In the first part we got 201 reps (9 rounds + 7 deadlifts, 5 pull-ups) for 5th place. We were about 1.5 rounds behind the leaders, which I’ll take. Without the ripped hands I bet we would have gotten close to another full round in. Only 154 reps in the second part which was 7 rounds plus 7 box overs, which was pretty terrible, placing us 14th. Kevin couldn’t really handle the medicine ball, so I did the majority of the wall balls.

glbrt7-3-1

glbrt7-3-2

Fun day! We were so proud of our women dominating that first workout and they were on cloud 9. 🙂 Overall Kevin and I were the 5th ranked male team out of 18.

glbrt7-final

Trying Jerk Dips

Feeling pretty great.
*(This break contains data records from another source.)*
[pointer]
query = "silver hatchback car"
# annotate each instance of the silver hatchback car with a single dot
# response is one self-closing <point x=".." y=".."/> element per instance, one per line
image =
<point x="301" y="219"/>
Mid back is a little sore, but not sure why. In for the 10am at CFi and then some extra lifting after class.

Warm-up

  • Bottom Squat Holds
  • Wrist Stretching
  • Rack Position Stretching

Strength

Front Squats

  • 5×45#
  • 3×135#
  • 3×185#
  • 3×205#
  • 3×225#
  • 3×245#
  • 3×265#
  • 3×275#
  • 3×285#

Felt really good! Would have liked to try another set or two if there had been time.

Conditioning

20:00 AMRAP (Partner)

  • 20 Power Cleans
  • 30 Burpees
  • 40 American KBS

* One person working at a time. Split up reps any way you want.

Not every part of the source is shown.